Law school is work. Which might sound like a “duh” moment, but it’s true. Just because you enjoy a few aspects of a career doesn’t mean you’ll actually enjoy everything else that comes along with it.
3. Anyone can sell real estate.
If you’ve ever been a part of the home-buying process, you’ve probably heard someone complain about real estate agents. “Anyone can sell homes!” they say. “Watch out because all real estate agents will keep the price high so they can make their own profit,” they say.
Sure, some agents may be a little sneakier than others, but the REALTY (get it?) of it is that it’s a tough and meaningful job, and most realtors really enjoy introducing families to the homes that will shape their lives for years. Real estate is a hotbed of myths and half-truths, and people have a lot of wrong ideas about realtors themselves. We’re talking about myths like:
“When the local market heats up, all realtors make more money,” Ontario real estate agent Mark Steele tells Urbo, describing a common misconception. “When the news reports markets are getting hot and average prices are increasing, everyone looks to the realtor in the room and thinks they’re about to get rich. Not the case!”
Realtors still have to find people to buy these homes, and they work off commission. Plus, the bidding process when selling a home can get pretty intense. One place might receive dozens of offers—which means nothing is certain when it comes to these sales.
Lots of people think they would make great realtors or that really anyone can sell homes. Realtors make it looks so simple! How difficult can it be to sell a house? The answer: It’s a lot harder than you might think.
“[Plenty of realtors] quit the business within their first five years, and only a small majority of them make a longterm career for themselves,” says Steele.
The National Association of REALTORS’ 2017 Member Profile (sent to Urbo via email) reflects this: Twenty percent of their members have one or less years of experience, but that percentage consistently falls to 3 by year five. Things get better after that—the 6- to 10-year range jumps to 12 percent, and the 11- to 15-year range jumps to 17 percent—but no level of experience tops that one-or-less range.
“… The biggest challenge for new realtors is finding clients to work with—especially when everyone they know is also becoming a realtor,” says Steele.

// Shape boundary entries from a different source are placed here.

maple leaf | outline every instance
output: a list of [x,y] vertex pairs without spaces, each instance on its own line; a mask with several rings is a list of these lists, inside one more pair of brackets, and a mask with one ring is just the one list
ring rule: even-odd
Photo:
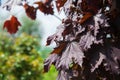
[[69,69],[70,64],[72,63],[79,64],[80,66],[82,66],[83,58],[84,58],[84,53],[79,48],[78,43],[71,42],[70,44],[68,44],[65,51],[62,53],[57,68]]
[[26,12],[27,16],[29,18],[31,18],[32,20],[35,20],[36,19],[36,11],[37,11],[37,9],[34,8],[33,6],[29,6],[28,4],[25,4],[24,8],[25,8],[25,12]]
[[60,56],[58,54],[50,54],[49,57],[44,61],[44,72],[48,72],[52,64],[59,62]]
[[38,9],[44,14],[54,14],[52,5],[47,5],[43,2],[35,2],[35,4],[38,4]]
[[93,16],[93,14],[91,12],[86,12],[85,15],[82,17],[82,19],[80,19],[79,23],[83,24],[84,22],[86,22],[92,16]]
[[4,22],[3,29],[6,28],[10,34],[14,34],[18,31],[18,26],[21,26],[20,22],[15,16],[12,16],[10,20]]
[[60,54],[63,52],[63,50],[66,48],[68,42],[59,42],[59,46],[54,48],[54,50],[51,52],[51,54]]

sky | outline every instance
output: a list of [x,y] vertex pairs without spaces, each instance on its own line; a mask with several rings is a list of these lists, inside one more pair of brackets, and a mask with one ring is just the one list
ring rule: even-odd
[[[1,0],[2,3],[5,3],[8,0]],[[35,0],[29,0],[35,1]],[[61,19],[65,18],[64,12],[58,13],[55,9],[55,15]],[[0,18],[2,20],[9,19],[11,15],[19,16],[21,13],[25,13],[23,7],[19,7],[17,5],[14,5],[12,7],[12,10],[6,11],[5,9],[0,8]],[[37,20],[40,21],[40,27],[42,26],[42,32],[43,32],[43,39],[42,39],[42,45],[46,44],[47,37],[54,34],[56,32],[57,26],[61,24],[61,21],[52,15],[45,15],[41,13],[40,11],[37,12]]]

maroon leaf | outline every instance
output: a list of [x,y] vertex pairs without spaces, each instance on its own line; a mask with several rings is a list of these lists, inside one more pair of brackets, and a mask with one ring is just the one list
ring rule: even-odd
[[29,6],[28,4],[25,4],[24,8],[25,8],[25,12],[26,12],[27,16],[29,18],[31,18],[32,20],[35,20],[36,19],[36,11],[37,11],[37,9],[34,8],[33,6]]
[[54,50],[51,52],[51,54],[61,54],[64,49],[66,48],[68,42],[60,42],[59,46],[54,48]]
[[47,5],[43,2],[35,2],[35,4],[38,4],[38,9],[44,14],[54,14],[52,5]]
[[57,6],[57,9],[58,11],[60,10],[61,7],[64,6],[64,4],[66,3],[67,0],[57,0],[56,1],[56,6]]

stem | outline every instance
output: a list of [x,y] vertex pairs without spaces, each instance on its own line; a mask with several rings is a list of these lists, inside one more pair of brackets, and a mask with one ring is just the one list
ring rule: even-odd
[[62,19],[56,16],[55,14],[53,16],[56,17],[58,20],[62,21]]

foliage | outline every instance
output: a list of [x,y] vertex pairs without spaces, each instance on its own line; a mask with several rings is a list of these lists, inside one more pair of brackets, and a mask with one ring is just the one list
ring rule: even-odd
[[[56,48],[45,60],[44,71],[49,71],[53,64],[59,71],[57,80],[119,80],[119,1],[44,0],[34,2],[37,7],[20,1],[33,20],[37,10],[54,15],[53,2],[58,12],[63,9],[66,18],[58,31],[48,37],[47,45],[54,41]],[[12,6],[4,7],[10,10]]]
[[0,37],[0,80],[40,80],[43,60],[37,38],[26,34],[15,39]]

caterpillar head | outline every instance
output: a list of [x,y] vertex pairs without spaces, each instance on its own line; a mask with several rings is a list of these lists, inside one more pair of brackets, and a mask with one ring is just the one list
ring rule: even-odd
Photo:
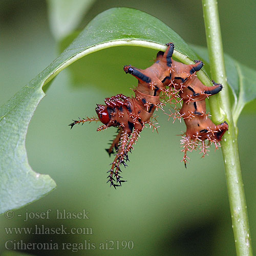
[[97,108],[95,108],[100,121],[104,124],[106,124],[110,121],[109,112],[108,112],[107,106],[105,105],[97,104]]

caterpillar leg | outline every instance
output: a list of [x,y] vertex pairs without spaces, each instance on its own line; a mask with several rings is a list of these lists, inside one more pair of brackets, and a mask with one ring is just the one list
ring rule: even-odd
[[71,127],[70,127],[71,129],[73,128],[73,126],[75,125],[78,123],[78,124],[80,124],[80,123],[82,123],[82,125],[83,124],[83,123],[86,122],[89,122],[90,123],[91,122],[92,122],[93,121],[95,121],[97,122],[98,121],[99,121],[99,118],[97,118],[96,117],[93,117],[91,118],[89,118],[88,117],[86,117],[86,118],[83,118],[82,119],[81,119],[80,117],[78,117],[79,120],[73,120],[73,121],[74,121],[73,123],[71,123],[70,124],[69,124],[69,126],[71,126]]
[[[121,186],[122,182],[126,181],[120,179],[122,177],[120,176],[120,173],[121,172],[120,165],[122,164],[124,167],[127,166],[125,161],[129,160],[128,153],[132,149],[133,149],[133,145],[135,144],[135,142],[137,140],[140,132],[138,130],[134,129],[131,134],[129,139],[127,132],[126,131],[122,131],[118,152],[114,161],[111,163],[111,168],[108,172],[108,173],[110,172],[110,174],[108,176],[109,179],[107,183],[110,182],[110,186],[113,186],[116,188],[117,186]],[[114,181],[116,181],[115,178],[116,179],[117,184],[114,183]],[[117,184],[118,183],[119,184]]]
[[114,148],[115,148],[117,152],[118,150],[118,145],[119,144],[121,134],[122,134],[122,129],[119,129],[117,130],[118,134],[113,141],[112,143],[110,143],[111,144],[110,148],[106,148],[106,151],[110,155],[110,157],[111,156],[112,154],[114,154]]

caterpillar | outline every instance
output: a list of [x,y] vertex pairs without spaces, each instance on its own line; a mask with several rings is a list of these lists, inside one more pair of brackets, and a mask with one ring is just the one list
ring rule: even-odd
[[170,56],[166,51],[157,59],[156,62],[149,68],[141,70],[131,65],[125,66],[123,70],[126,74],[131,74],[138,80],[138,86],[133,89],[134,97],[126,97],[123,94],[117,94],[104,100],[105,105],[97,104],[95,111],[98,118],[79,118],[73,120],[69,124],[72,129],[75,124],[93,121],[100,121],[103,125],[97,129],[102,131],[111,126],[117,127],[118,134],[106,151],[110,156],[114,151],[116,155],[111,163],[111,168],[108,172],[108,182],[110,186],[121,185],[126,180],[122,180],[120,173],[120,165],[127,166],[128,153],[140,137],[140,133],[146,124],[157,130],[157,123],[151,121],[156,109],[162,108],[163,103],[160,101],[160,94],[165,90],[162,81],[169,75],[171,66]]
[[[215,125],[209,118],[206,113],[205,99],[220,92],[223,88],[222,84],[212,81],[214,86],[207,87],[203,84],[196,73],[203,66],[201,61],[195,60],[195,64],[186,65],[173,59],[174,49],[173,44],[166,44],[167,55],[172,63],[170,74],[163,81],[164,86],[169,87],[165,91],[169,96],[169,102],[174,99],[175,112],[169,115],[176,118],[184,119],[187,130],[181,140],[184,153],[182,160],[186,167],[189,158],[187,152],[191,152],[199,147],[200,153],[204,157],[209,151],[208,148],[211,144],[215,144],[216,148],[220,146],[219,142],[225,132],[228,129],[226,121]],[[158,58],[164,56],[165,53],[160,51]],[[177,103],[182,102],[180,110],[177,108]],[[205,141],[207,141],[205,142]]]
[[[215,125],[206,109],[206,98],[220,92],[222,86],[214,81],[212,87],[203,84],[196,75],[203,67],[203,62],[195,61],[194,65],[186,65],[176,61],[172,58],[174,45],[168,43],[166,46],[165,52],[158,52],[155,62],[145,70],[131,65],[124,67],[126,74],[132,74],[138,80],[137,87],[133,89],[135,96],[119,94],[105,98],[105,105],[97,104],[97,118],[79,118],[69,124],[72,129],[76,124],[100,121],[103,125],[97,129],[98,131],[111,126],[117,127],[116,137],[106,149],[110,156],[116,153],[107,172],[110,173],[107,183],[110,182],[111,187],[116,188],[126,181],[122,180],[120,175],[121,165],[127,166],[128,153],[134,149],[146,124],[157,131],[156,124],[158,123],[152,121],[154,112],[158,109],[162,110],[162,106],[167,103],[175,104],[175,112],[171,112],[169,116],[174,120],[182,118],[187,127],[181,140],[183,147],[181,151],[184,153],[182,161],[185,167],[189,159],[188,151],[199,147],[204,157],[209,144],[214,143],[218,148],[219,142],[228,129],[225,121]],[[182,106],[179,109],[177,106],[182,102]]]

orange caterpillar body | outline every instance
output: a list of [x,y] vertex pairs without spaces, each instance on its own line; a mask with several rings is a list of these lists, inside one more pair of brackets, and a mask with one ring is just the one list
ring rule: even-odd
[[[172,55],[174,45],[169,43],[167,45],[166,51]],[[163,52],[159,52],[158,56],[163,56]],[[205,99],[220,92],[222,86],[213,82],[214,86],[208,87],[202,83],[195,74],[203,67],[203,62],[195,61],[195,65],[186,65],[174,60],[172,58],[170,61],[172,67],[169,78],[165,79],[164,84],[170,87],[167,93],[170,101],[174,99],[176,104],[176,113],[170,116],[175,120],[182,117],[187,127],[181,141],[183,145],[182,151],[184,153],[182,160],[186,166],[188,158],[187,151],[191,152],[199,146],[203,157],[204,157],[208,151],[209,144],[214,143],[217,148],[219,146],[218,142],[228,129],[228,125],[226,122],[215,125],[206,113]],[[177,99],[177,95],[183,101],[182,107],[179,111],[177,108],[177,103],[180,102]],[[208,143],[206,143],[205,140],[207,140]]]
[[[158,53],[156,62],[145,70],[140,70],[126,66],[126,73],[133,75],[138,80],[137,88],[133,91],[135,97],[126,97],[117,94],[104,99],[105,105],[97,104],[95,109],[98,118],[80,119],[73,120],[70,125],[73,126],[85,122],[100,121],[103,125],[97,131],[111,126],[118,127],[118,134],[106,151],[110,155],[116,151],[115,157],[111,164],[108,182],[115,188],[126,181],[120,176],[120,165],[127,166],[128,153],[135,144],[140,133],[145,124],[157,129],[152,120],[155,110],[162,109],[165,103],[174,103],[175,113],[170,115],[175,120],[182,117],[187,131],[182,137],[182,150],[184,153],[183,161],[186,166],[187,151],[192,151],[199,146],[204,157],[208,151],[209,144],[214,143],[216,148],[224,133],[228,129],[226,122],[215,125],[206,113],[205,99],[221,91],[222,86],[215,83],[210,87],[204,86],[196,75],[203,67],[201,61],[196,61],[192,65],[186,65],[172,58],[174,46],[169,43],[167,50]],[[166,97],[168,99],[166,100]],[[178,109],[177,104],[183,101],[182,107]],[[208,143],[205,143],[205,140]]]
[[137,69],[131,66],[124,67],[124,71],[131,74],[138,80],[138,86],[134,90],[135,97],[127,97],[122,94],[118,94],[104,99],[105,105],[97,104],[95,110],[98,118],[87,118],[73,120],[70,124],[71,128],[77,124],[92,121],[100,121],[103,125],[97,131],[103,130],[110,126],[118,127],[118,134],[109,148],[106,150],[110,156],[117,151],[116,157],[111,164],[108,177],[110,185],[115,188],[119,186],[122,182],[120,176],[120,165],[126,166],[128,153],[133,148],[140,133],[145,124],[148,123],[156,129],[151,121],[156,108],[161,108],[160,94],[165,90],[162,81],[169,74],[170,56],[168,52],[164,53],[161,60],[157,60],[151,67],[145,70]]

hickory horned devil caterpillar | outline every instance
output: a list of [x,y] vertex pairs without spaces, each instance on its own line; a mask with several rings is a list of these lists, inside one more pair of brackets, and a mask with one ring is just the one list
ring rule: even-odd
[[[121,179],[120,166],[127,166],[128,153],[133,149],[145,125],[148,123],[153,131],[157,130],[158,123],[152,121],[156,109],[162,110],[162,106],[167,103],[174,104],[175,112],[168,115],[175,120],[177,118],[180,120],[181,117],[184,120],[187,131],[181,142],[184,153],[182,161],[185,166],[188,151],[199,147],[202,157],[204,157],[209,144],[214,143],[218,148],[219,141],[228,129],[226,122],[215,125],[209,118],[205,106],[205,99],[219,93],[222,86],[214,81],[212,87],[204,86],[196,75],[202,68],[203,62],[195,61],[194,65],[186,65],[174,60],[174,45],[168,43],[166,46],[165,52],[159,51],[155,62],[145,70],[131,65],[124,67],[126,74],[131,74],[138,80],[138,86],[133,89],[135,96],[126,97],[120,94],[106,98],[104,100],[105,105],[97,104],[95,110],[98,118],[79,118],[69,124],[72,129],[77,123],[100,121],[103,124],[97,131],[117,127],[117,135],[106,150],[110,156],[116,152],[108,172],[107,181],[115,188],[126,181]],[[180,109],[178,103],[182,101]]]

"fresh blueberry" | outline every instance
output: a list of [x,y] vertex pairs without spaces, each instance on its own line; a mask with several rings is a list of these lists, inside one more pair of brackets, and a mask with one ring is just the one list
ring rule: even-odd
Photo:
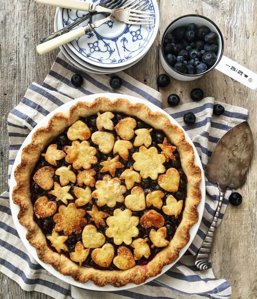
[[170,53],[171,53],[173,50],[173,47],[171,45],[171,44],[167,44],[163,47],[163,53],[164,55],[166,55]]
[[207,65],[213,65],[217,60],[217,56],[213,52],[206,52],[203,55],[202,59]]
[[76,86],[76,87],[81,86],[83,83],[83,81],[84,79],[82,76],[78,74],[73,75],[70,79],[70,82],[72,85]]
[[187,69],[187,74],[188,75],[194,75],[196,73],[196,69],[191,64],[187,64],[186,67]]
[[[198,62],[199,61],[195,61],[195,62]],[[200,62],[196,67],[196,73],[197,74],[201,74],[207,70],[208,67],[207,65],[202,62]]]
[[176,106],[180,101],[180,98],[176,94],[170,94],[168,97],[168,103],[171,106]]
[[118,76],[115,76],[110,79],[110,85],[112,88],[116,89],[120,88],[122,85],[122,80]]
[[213,114],[218,116],[223,114],[225,111],[225,108],[220,104],[216,104],[213,106]]
[[198,51],[201,51],[204,48],[205,44],[205,43],[202,41],[197,41],[195,43],[195,48]]
[[190,93],[193,101],[200,101],[204,97],[204,92],[201,88],[194,88]]
[[213,52],[213,53],[216,53],[218,52],[218,45],[213,44],[213,45],[208,45],[206,44],[204,45],[204,48],[206,52]]
[[196,49],[193,49],[189,52],[189,58],[190,59],[199,58],[201,57],[201,54]]
[[188,58],[188,52],[186,50],[181,50],[178,52],[178,56],[182,56],[184,60],[187,59]]
[[232,205],[238,206],[242,203],[242,195],[237,192],[233,192],[229,198],[229,202]]
[[187,69],[184,63],[181,62],[177,62],[174,66],[174,68],[178,72],[185,74]]
[[204,36],[204,41],[209,45],[212,45],[216,41],[218,34],[216,32],[210,32]]
[[160,87],[167,86],[170,82],[170,78],[166,74],[161,74],[157,77],[157,85]]
[[188,29],[187,30],[186,30],[184,34],[184,37],[189,42],[192,42],[193,41],[195,36],[196,34],[194,31],[190,29]]
[[210,30],[206,26],[200,27],[197,31],[197,37],[201,40],[204,40],[205,35],[210,32]]
[[173,66],[175,64],[175,62],[176,62],[176,57],[173,54],[167,54],[165,56],[165,58],[170,65]]
[[196,116],[192,112],[187,112],[184,115],[184,122],[187,125],[193,125],[196,122]]
[[179,41],[183,39],[184,33],[186,29],[184,27],[177,27],[174,29],[172,33],[174,38]]

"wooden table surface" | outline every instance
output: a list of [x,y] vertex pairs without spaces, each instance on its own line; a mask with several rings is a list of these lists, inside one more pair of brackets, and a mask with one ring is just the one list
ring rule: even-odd
[[[126,70],[126,73],[158,89],[156,77],[164,72],[159,59],[162,33],[173,20],[188,13],[203,15],[212,20],[223,33],[224,54],[256,72],[257,2],[255,0],[159,0],[159,34],[147,54]],[[33,0],[1,0],[0,9],[2,12],[0,16],[1,193],[7,186],[8,114],[19,103],[30,83],[42,82],[59,50],[40,56],[36,50],[40,38],[53,30],[54,8],[37,4]],[[231,284],[231,298],[256,299],[256,91],[233,82],[215,70],[190,82],[172,80],[167,87],[160,89],[164,107],[168,106],[167,97],[171,93],[179,95],[182,104],[190,102],[190,92],[196,87],[201,88],[206,96],[213,97],[218,101],[249,110],[248,121],[255,150],[247,182],[237,190],[242,195],[243,202],[238,207],[229,205],[216,232],[211,259],[216,277],[227,280]],[[51,298],[36,292],[24,291],[16,283],[0,273],[0,299]]]

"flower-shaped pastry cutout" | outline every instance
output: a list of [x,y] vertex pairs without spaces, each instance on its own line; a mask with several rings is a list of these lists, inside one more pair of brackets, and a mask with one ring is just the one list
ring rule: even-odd
[[91,135],[89,128],[84,123],[78,120],[69,128],[67,136],[70,140],[86,140]]
[[171,194],[167,198],[166,205],[162,208],[163,212],[167,215],[174,215],[176,218],[177,218],[182,210],[183,201],[181,199],[177,202]]
[[107,243],[101,248],[96,248],[91,253],[91,257],[97,265],[109,267],[114,256],[114,248],[111,244]]
[[158,144],[158,145],[162,150],[161,153],[163,154],[165,156],[166,161],[167,162],[170,159],[171,159],[173,161],[175,161],[176,158],[172,153],[176,150],[177,148],[176,147],[171,145],[168,142],[166,137],[164,138],[162,144],[161,143]]
[[178,190],[180,176],[176,169],[169,168],[164,174],[159,176],[158,184],[163,189],[169,192],[176,192]]
[[97,163],[97,158],[95,156],[97,150],[90,147],[87,141],[84,141],[81,143],[78,140],[73,141],[72,145],[66,146],[64,150],[67,153],[65,160],[68,163],[72,163],[75,169],[82,167],[88,169],[92,164]]
[[150,210],[142,215],[140,219],[140,224],[144,228],[151,226],[160,228],[164,225],[164,218],[162,215],[154,210]]
[[55,202],[49,201],[46,196],[41,196],[34,204],[34,211],[39,219],[53,215],[57,210]]
[[69,236],[73,232],[76,234],[80,234],[82,227],[87,223],[84,218],[85,214],[84,209],[77,209],[73,202],[71,202],[67,206],[62,205],[59,207],[58,213],[53,217],[56,222],[54,229],[57,231],[63,231],[65,236]]
[[119,161],[119,156],[118,155],[112,159],[110,157],[108,157],[106,161],[100,162],[99,165],[103,167],[100,170],[100,172],[106,172],[109,171],[113,178],[115,175],[116,169],[122,168],[124,165]]
[[55,174],[60,176],[60,182],[62,186],[67,184],[69,182],[75,183],[77,179],[76,175],[70,170],[71,165],[69,165],[67,167],[61,166],[55,171]]
[[132,216],[131,211],[126,209],[122,211],[116,209],[113,216],[106,219],[109,227],[105,231],[105,234],[109,238],[113,238],[116,245],[120,245],[124,242],[129,245],[132,242],[133,237],[136,237],[139,232],[136,226],[139,222],[138,217]]
[[72,260],[79,263],[79,266],[82,266],[82,263],[86,260],[90,251],[90,248],[85,249],[82,243],[79,241],[75,246],[75,251],[70,254],[70,257]]
[[113,263],[119,269],[126,270],[136,265],[133,254],[125,246],[120,246],[117,251],[118,255],[113,259]]
[[165,167],[163,165],[166,160],[165,157],[158,154],[157,149],[154,147],[147,149],[142,145],[139,147],[138,152],[133,154],[132,157],[135,161],[133,168],[140,171],[140,175],[143,179],[149,176],[153,180],[156,180],[158,173],[162,173],[165,171]]
[[51,144],[47,147],[45,154],[41,154],[46,161],[52,165],[57,165],[56,160],[60,160],[66,155],[62,150],[57,149],[57,144]]
[[113,154],[118,153],[122,159],[127,161],[129,155],[128,150],[133,148],[133,145],[130,141],[121,140],[117,137],[113,147]]
[[77,206],[82,207],[89,202],[91,205],[93,204],[92,194],[90,187],[87,186],[85,189],[83,189],[76,186],[74,187],[73,192],[74,195],[77,197],[75,203]]
[[92,196],[97,199],[96,204],[99,207],[106,204],[113,208],[116,202],[123,202],[124,197],[122,194],[126,192],[127,188],[121,185],[121,182],[118,178],[112,179],[108,175],[104,176],[102,181],[96,182],[96,190],[92,192]]
[[170,242],[165,239],[167,234],[167,228],[166,226],[161,227],[157,231],[152,228],[149,234],[150,239],[153,243],[151,247],[153,248],[155,246],[164,247],[168,245]]
[[146,206],[147,208],[152,205],[154,207],[161,209],[163,203],[161,199],[164,197],[165,194],[162,191],[156,190],[152,191],[148,190],[148,194],[146,196]]
[[125,205],[132,211],[142,211],[145,208],[145,198],[144,190],[139,186],[134,187],[131,194],[125,198]]
[[67,199],[73,199],[73,196],[68,193],[70,186],[64,186],[61,187],[56,182],[54,182],[54,189],[48,192],[49,194],[54,195],[56,197],[55,200],[57,201],[61,200],[64,203],[67,205],[68,203]]
[[93,205],[91,211],[87,211],[87,213],[91,216],[89,220],[95,222],[98,228],[99,228],[100,225],[104,227],[106,226],[104,219],[110,216],[108,213],[103,211],[99,211],[95,205]]
[[129,169],[126,169],[120,176],[120,179],[125,180],[125,184],[128,190],[131,189],[135,184],[135,182],[140,183],[141,176],[138,172],[133,170],[133,166]]
[[77,177],[78,184],[82,187],[83,184],[90,187],[93,187],[96,184],[96,179],[94,177],[96,173],[93,169],[85,169],[79,171]]
[[102,114],[97,112],[96,118],[96,126],[99,131],[101,131],[104,128],[107,130],[113,129],[113,123],[111,120],[114,117],[114,115],[111,112],[105,112]]
[[68,237],[67,236],[60,236],[54,229],[53,230],[52,236],[46,236],[46,238],[51,242],[51,246],[54,247],[59,253],[61,253],[62,250],[68,251],[67,245],[64,242]]
[[97,231],[95,226],[88,224],[83,230],[82,241],[87,248],[97,248],[104,243],[105,237],[102,234]]
[[120,120],[114,129],[119,136],[125,140],[129,140],[135,134],[134,129],[136,126],[136,122],[132,117],[126,117]]
[[152,137],[150,133],[153,129],[147,130],[147,129],[138,129],[136,130],[135,132],[137,135],[135,138],[133,145],[134,147],[140,147],[140,145],[144,144],[147,147],[148,147],[152,143]]
[[114,145],[114,136],[108,132],[97,131],[93,133],[91,140],[98,146],[99,150],[104,154],[108,154]]
[[33,179],[41,188],[49,190],[53,186],[53,177],[54,170],[51,166],[45,166],[39,168],[33,176]]
[[134,240],[131,243],[131,247],[135,248],[134,258],[136,260],[140,260],[143,256],[147,259],[149,257],[151,251],[149,245],[147,243],[148,240],[147,238],[145,238],[144,239],[140,238]]

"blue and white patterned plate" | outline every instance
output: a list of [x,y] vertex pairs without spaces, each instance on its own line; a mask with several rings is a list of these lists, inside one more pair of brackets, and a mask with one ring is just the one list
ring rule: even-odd
[[[92,32],[68,44],[68,46],[83,60],[101,68],[124,66],[138,60],[150,49],[159,27],[159,10],[156,0],[145,1],[145,7],[143,10],[156,14],[154,25],[141,26],[122,22],[107,22]],[[102,0],[91,0],[91,2],[96,5]],[[87,13],[85,12],[61,9],[59,22],[63,28]],[[98,14],[79,26],[85,26],[104,17],[103,15]]]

Also, just for the record, a good realtor isn’t going to hike up the price of a home so they can get a little more cash.
“Little do [home buyers] know, agents are paid on a percentage,” says Steele. “So in terms of a commission for the realtor, the difference between a $400,000 and $410,000 purchase price is $250.”
4. The fact that unskilled labor exists at all.
Have you ever thought about the term minimum wage? It’s not great wording.
“Oh, they’d like to pay me less…but they can’t. Legally, they can’t,” quipped the comedian David Cross in a riff on the self esteem–crushing notion of it being literally illegal to pay you less for your time and labor. “I win! I’m the winner!”
Together we can build an economy where the minimum wage is an actual living wage — and no person who works 40 hours a week is forced to live in poverty.
— Kamala Harris (@KamalaHarris) May 3, 2018
But as belittling as that phrase can be, there’s another labor-related idiom that’s even worse: unskilled labor. Tellingly, the folks who do unskilled labor tend to be the ones making minimum wage. But wait a second: Unskilled?
You run the fryer during lunch rush without training or practice and see how long you last. Remember, you’re making minimum wage.
No labor is “unskilled.” None of it. Even the guy in the Statue of Liberty costume hyping the local tax preparer has to know how to work a crowd, which is itself a skill. So whether you’re running the register at the fast food window or caddying for the lawyers and real estate agents at the golf course, don’t let anyone tell you your labor is unskilled.
Jobs are hard. That’s why people have to pay us to do them. The least we can do is retire the myths that make some careers seem “easier” than others.